As a stateful component, stateful session beans require a different implementation from the container. First, because they maintain state, that state is associated exclusively with one client, so there is only one instance per client. Second, because they maintain state and are tied to one client, the container must prevent any concurrent modification to that state. Third, because they maintain state, that state has to participate in replication for a clustered environment. Finally, if the instance is not accessed in a period of time, and the bean is not canceled, the state may be passivated to disk. All these factors play a role in the throughput that can be achieved when using stateful session beans. It's important to choose the right state management solution for your application. Stateful session beans can be useful, especially where the number of concurrent users is not too large- i.e. into millions.
To help with understanding the difference that a stateless vs. stateful approach can have, consider a real-life situation where a stateless approach was the imposed standard. In this situation there was an entire set of services in the application that looked-up data for users for use in maintenance tasks, or placing orders, etc. In almost all cases, these “look-ups” would return more data than the user could effectively deal with, and there was logic in the client to page through the list. As it paged through the list, if it needed to get more data than was on the client at that time, it called the server again. When it did this it actually passed a row number to the server to say, starting at this row number, return back the next set of rows. This made the queries very complex, as the queries themselves had to scroll through the data and return the correct set. Of course the user could page down through, but also back up again, and this process was repeated many times in certain cases. So, the design was stateless, but the load it actually exacted on the database was extraordinarily high, and the response time of the services themselves suffered. Users complained of poor response times as well. To solve this issue the services were made stateful (with one instance per client), the paging logic was removed from the queries themselves, and scrolled through the data in memory as the client paged through the rows. All queries were limited to a maximum number of rows, because returning more than that meant that the search criteria for the look-up should be expanded to narrow down the result set to make it usable for the end user anyway. The results of the change to a stateful approach were a significant decrease in database load and an improvement in response times. This is a good example of how stateful session beans can be used, and used effectively.
4.2.1. Stateful Configuration
There are two aspects of stateful session beans to be considered: the underlying cache that supports the life-cycle of the bean and replication of the bean's state.
In the same file that configures HTTP session replication is the configuration for stateful session bean replication. The configuration file is
jboss-cache-manager.sar, in the directory
JBOSS_EAP_DIST/jboss-as/server/PROFILE/deploy/cluster/jboss-cache-manager.sar/META-INF. Note that the
minimal configurations do not have the clustering configuration, nor the clustering code deployed. In this file is an entry called sfsb-cache, as seen below:
<!-- Standard cache used for EJB3 SFSB caching -->
<bean name="StandardSFSBCacheConfig" class="org.jboss.cache.config.Configuration">
<!-- No transaction manager lookup -->
<!-- Name of cluster. Needs to be the same for all members -->
<!-- Use a UDP (multicast) based stack. Need JGroups flow control (FC)

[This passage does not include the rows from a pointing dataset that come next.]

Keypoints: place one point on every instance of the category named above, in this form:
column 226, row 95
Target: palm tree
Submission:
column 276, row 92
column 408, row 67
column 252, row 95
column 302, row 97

because we are using asynchronous replication. -->
The two most important configuration parameters are the node locking scheme and isolation level, which are analogous to databases. Pessimistic locking assumes that multiple clients should not own the lock on the data, in this case the data in the cache, at the same time. The isolation level is similar to the concept in database management systems. Since the container above this cache already prevents more than one client modifying the state of a bean, changing the node locking scheme provides no advantage.